Crop & Plant Science Facts
- Corn production in terms of bushels/acre has increased dramatically over the years –from 26 bushels/acre produced in Nebraska in the 1900s to 178 bushels per acre (a new record) produced in 2009.
- In the last decade, corn yields in Nebraska increased 41%.
-Nebr. Corn Board, 2010
- An ear of corn averages 800 kernels in 16 rows.
- A pound of corn consists of about 1,300 kernels.
- Today, each U.S. farmer produces food and fiber for 155 people in the United States and abroad.
- A corn plant can be anywhere from 5 to 12 feet tall, on average 8 ft tall by midsummer and a healthy corn's roots can reach 6 ½ feet into the ground!
- Corn growth and development occurs in the vegetative and reproductive stages.
- Different corn plants have different numbers of ears, but some might have 2-3 ears!
- Silks on corn are essential for pollen from the tassels to fertilize the plant. If its too hot, silks can dry out and not fertilize all sites on a corn cob, thus resulting in a gap on the ear of corn where no kernels developed because they weren't fertilized.
- Different kinds of corn are grown for different uses;
Yellow Dent Corn - Feed, ethanol, Food
White Dent Corn - Food
Popcorn - Yellow, White, Microwave
Sweetcorn - Food
High Lysine, High Oil - Specific Uses fro feed or industry
Flint Corn - Decoration
- Of the top five crops grown in America today, corn soybeans, wheat, alfalfa and grain sorghum, only corn is native to America.
Lessons from the Nebraska CornBoard
- Nebraska soybean yields in 2009 averaged more than 54 bushels per acre; in the 1920's average yield was 14 bushels/acre.
- Irrigated soybean yields are 62 bushels/acre while rainfed soybeans average 36 bushels/acre
- Soybeans are the world's foremost provider of protein and oil.
- Soybeans are a legume plant related to clover, peas and alfalfa.
- Soybean vegetative stages are numbered according to how many fully-developed trifoliate leaves are present. The reproductive (R) stages begin at flowering and include pod development, seed development, and plant maturation. Soybean growth and development.
- A 60-pound bushel of soybeans yields about 48 pounds of protein-rich meal and 11 pounds of oil. There are many uses of soybeans, often not thought of.
- More soybeans are grown in the United States than any other country in the world.
- Farmers plant soybeans in late spring.
- During the summer, soybeans flower and produce 60-80 pods, each holding three pea-sized beans.
- In the early fall, farmers harvest their crop for soybeans.
- Winter wheat is one of the major field crops grown in Nebraska, along with corn and soybean.
- In 2007, more than 256,000 acres were grown under irrigation in the state.
- Nebraska is typically one of the top 10 winter wheat producing states in the U.S.
- Production is mainly in the western part of Nebraska, but recently acreage in the south central and eastern parts of the state has increased.
- Six classes bring order to about 30 thousand varieties of wheat. They are: Hard Red Winter, Hard Red Spring, Soft Red Winter, Durum, Hard White and Soft White.
- More foods are made with wheat than any other cereal grain.
- One bushel of wheat contains approximately one million individual kernels.
- One bushel of wheat weighs approximately 60 pounds.

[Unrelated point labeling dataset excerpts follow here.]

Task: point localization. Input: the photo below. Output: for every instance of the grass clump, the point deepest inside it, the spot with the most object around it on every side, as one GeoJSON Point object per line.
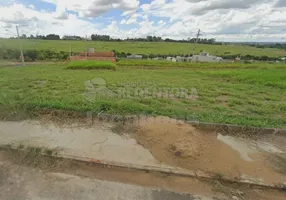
{"type": "Point", "coordinates": [91, 64]}
{"type": "Point", "coordinates": [198, 65]}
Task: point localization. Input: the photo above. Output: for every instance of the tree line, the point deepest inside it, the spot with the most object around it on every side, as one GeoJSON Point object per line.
{"type": "Point", "coordinates": [33, 55]}
{"type": "Point", "coordinates": [97, 37]}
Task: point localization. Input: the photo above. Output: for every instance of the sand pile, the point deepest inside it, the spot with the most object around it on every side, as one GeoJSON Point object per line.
{"type": "Point", "coordinates": [179, 144]}
{"type": "Point", "coordinates": [169, 136]}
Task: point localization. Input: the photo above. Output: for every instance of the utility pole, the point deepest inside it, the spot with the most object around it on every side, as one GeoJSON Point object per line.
{"type": "Point", "coordinates": [70, 51]}
{"type": "Point", "coordinates": [197, 38]}
{"type": "Point", "coordinates": [86, 47]}
{"type": "Point", "coordinates": [20, 44]}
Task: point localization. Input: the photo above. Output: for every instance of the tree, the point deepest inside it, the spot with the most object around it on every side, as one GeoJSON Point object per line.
{"type": "Point", "coordinates": [24, 36]}
{"type": "Point", "coordinates": [52, 37]}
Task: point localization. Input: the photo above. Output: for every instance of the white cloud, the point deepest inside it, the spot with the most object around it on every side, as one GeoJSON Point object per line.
{"type": "Point", "coordinates": [42, 22]}
{"type": "Point", "coordinates": [94, 8]}
{"type": "Point", "coordinates": [241, 20]}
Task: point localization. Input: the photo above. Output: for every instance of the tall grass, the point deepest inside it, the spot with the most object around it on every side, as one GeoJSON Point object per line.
{"type": "Point", "coordinates": [164, 63]}
{"type": "Point", "coordinates": [91, 64]}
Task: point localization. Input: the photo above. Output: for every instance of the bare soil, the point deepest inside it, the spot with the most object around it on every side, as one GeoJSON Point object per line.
{"type": "Point", "coordinates": [179, 144]}
{"type": "Point", "coordinates": [14, 162]}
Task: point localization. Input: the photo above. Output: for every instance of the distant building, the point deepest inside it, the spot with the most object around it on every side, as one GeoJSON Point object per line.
{"type": "Point", "coordinates": [172, 59]}
{"type": "Point", "coordinates": [189, 59]}
{"type": "Point", "coordinates": [134, 56]}
{"type": "Point", "coordinates": [180, 59]}
{"type": "Point", "coordinates": [158, 58]}
{"type": "Point", "coordinates": [205, 57]}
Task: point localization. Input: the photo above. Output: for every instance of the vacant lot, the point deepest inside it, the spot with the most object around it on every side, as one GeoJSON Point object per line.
{"type": "Point", "coordinates": [140, 47]}
{"type": "Point", "coordinates": [238, 96]}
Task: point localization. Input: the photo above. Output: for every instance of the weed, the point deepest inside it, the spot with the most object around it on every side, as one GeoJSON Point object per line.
{"type": "Point", "coordinates": [63, 90]}
{"type": "Point", "coordinates": [91, 64]}
{"type": "Point", "coordinates": [218, 176]}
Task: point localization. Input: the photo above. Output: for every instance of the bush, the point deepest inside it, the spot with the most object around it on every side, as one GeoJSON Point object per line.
{"type": "Point", "coordinates": [91, 64]}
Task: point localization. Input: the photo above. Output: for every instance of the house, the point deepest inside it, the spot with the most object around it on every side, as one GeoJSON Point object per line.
{"type": "Point", "coordinates": [134, 56]}
{"type": "Point", "coordinates": [172, 59]}
{"type": "Point", "coordinates": [158, 58]}
{"type": "Point", "coordinates": [180, 59]}
{"type": "Point", "coordinates": [205, 57]}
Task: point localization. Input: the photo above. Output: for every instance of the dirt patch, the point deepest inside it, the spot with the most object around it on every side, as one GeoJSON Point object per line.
{"type": "Point", "coordinates": [14, 162]}
{"type": "Point", "coordinates": [179, 144]}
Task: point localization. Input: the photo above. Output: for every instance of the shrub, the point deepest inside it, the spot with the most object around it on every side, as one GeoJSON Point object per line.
{"type": "Point", "coordinates": [91, 64]}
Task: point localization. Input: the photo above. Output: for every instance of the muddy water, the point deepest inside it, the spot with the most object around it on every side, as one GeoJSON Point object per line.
{"type": "Point", "coordinates": [97, 142]}
{"type": "Point", "coordinates": [178, 144]}
{"type": "Point", "coordinates": [156, 142]}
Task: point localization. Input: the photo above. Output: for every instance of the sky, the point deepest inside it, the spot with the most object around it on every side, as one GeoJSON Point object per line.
{"type": "Point", "coordinates": [224, 20]}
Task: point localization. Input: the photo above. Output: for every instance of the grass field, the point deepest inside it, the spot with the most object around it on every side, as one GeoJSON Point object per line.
{"type": "Point", "coordinates": [238, 96]}
{"type": "Point", "coordinates": [141, 47]}
{"type": "Point", "coordinates": [165, 64]}
{"type": "Point", "coordinates": [91, 64]}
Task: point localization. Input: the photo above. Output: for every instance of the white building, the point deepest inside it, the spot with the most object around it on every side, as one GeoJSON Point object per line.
{"type": "Point", "coordinates": [172, 59]}
{"type": "Point", "coordinates": [180, 59]}
{"type": "Point", "coordinates": [205, 57]}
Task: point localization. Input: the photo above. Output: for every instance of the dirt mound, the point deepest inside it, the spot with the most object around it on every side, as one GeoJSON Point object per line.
{"type": "Point", "coordinates": [175, 137]}
{"type": "Point", "coordinates": [179, 144]}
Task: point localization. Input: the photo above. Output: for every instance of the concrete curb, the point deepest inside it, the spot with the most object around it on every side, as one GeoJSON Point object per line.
{"type": "Point", "coordinates": [200, 175]}
{"type": "Point", "coordinates": [227, 128]}
{"type": "Point", "coordinates": [172, 171]}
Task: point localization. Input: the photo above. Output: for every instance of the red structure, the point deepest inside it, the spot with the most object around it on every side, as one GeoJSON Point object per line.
{"type": "Point", "coordinates": [110, 56]}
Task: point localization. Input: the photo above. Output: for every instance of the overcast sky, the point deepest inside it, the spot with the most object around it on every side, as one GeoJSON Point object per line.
{"type": "Point", "coordinates": [225, 20]}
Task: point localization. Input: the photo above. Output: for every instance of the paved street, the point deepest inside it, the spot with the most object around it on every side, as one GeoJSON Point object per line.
{"type": "Point", "coordinates": [24, 183]}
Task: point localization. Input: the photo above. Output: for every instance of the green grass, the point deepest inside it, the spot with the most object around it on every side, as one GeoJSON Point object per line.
{"type": "Point", "coordinates": [252, 97]}
{"type": "Point", "coordinates": [91, 64]}
{"type": "Point", "coordinates": [163, 63]}
{"type": "Point", "coordinates": [141, 47]}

- One bushel of wheat yields approximately 42 pounds of white flour.
- One bushel of wheat yields approximately 60 pounds of whole-wheat flour.
- A bushel of wheat yields 42 commercial loaves of white bread (one-and-a-half pound loaves).
- Sorghum is a coarse, upright growing grass that is used for both grain and forage production. Grain sorghum is shorter and has been bred for higher grain yields.
- A grain sorghum plant looks a lot like a corn plant but is shorter and more colorful. The head grows on the top of the plant and is white, yellow, red or bronze.
- Grain sorghum is also called "milo" and is a major feed grain for cattle. Sorghum has a very hard kernel, which makes it resistant to disease and damage but harder to digest for animals.
- Sorghum is ground, cracked, steam flaked, and/or roasted. It can be cooked like rice, made into porridge, baked into flatbreads and popped like popcorn.